Committed to PEOPLE'S RIGHT TO KNOW
Vol. 5 Num 1140 Mon. August 13, 2007  
   
Business


New India revels in 'trading superpower' dreams


When India comes to celebrate a century of independence it will be as a superpower, a trading giant straddling the world, just next to China -- according to conventional wisdom.

That may be 40 years away yet, but such predictions from major banks, which put India ahead of Japan by 2025 and the United States in 2050, delight many here.

The nation of 1.1 billion people -- marking 60 years since the subcontinent was partitioned on August 14-15, 1947 -- proudly sees itself well on the road to economic, political and social greatness.

Government feeds the frenzy. Commerce Minister Kamal Nath likes to brush aside speculation about India's future, boasting: "The future is India".

In a booming economy, the media massages Indian egos via blanket coverage of India's emergence as a force to be reckoned with.

The buyouts of prestige western companies, planned moonshots, new billionaires, ethnic fashion, literary or sporting heroes are all splashed over the front-pages as proof of India empowered.

It has fallen on Prime Minister Manmohan Singh, a technocrat less given to rhetoric, to point out the pitfalls ahead.

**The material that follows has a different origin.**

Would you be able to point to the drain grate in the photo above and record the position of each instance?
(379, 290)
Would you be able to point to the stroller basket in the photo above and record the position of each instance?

He warned starkly this month that agriculture -- which provides a livelihood for two-thirds of the population and about a fifth of economic output -- was in deep crisis.

"We cannot be complacent till the growth becomes inclusive and socio-economic development benefits more than half the population," said the economist who in 1991 led reforms that ended decades of socialist insulation.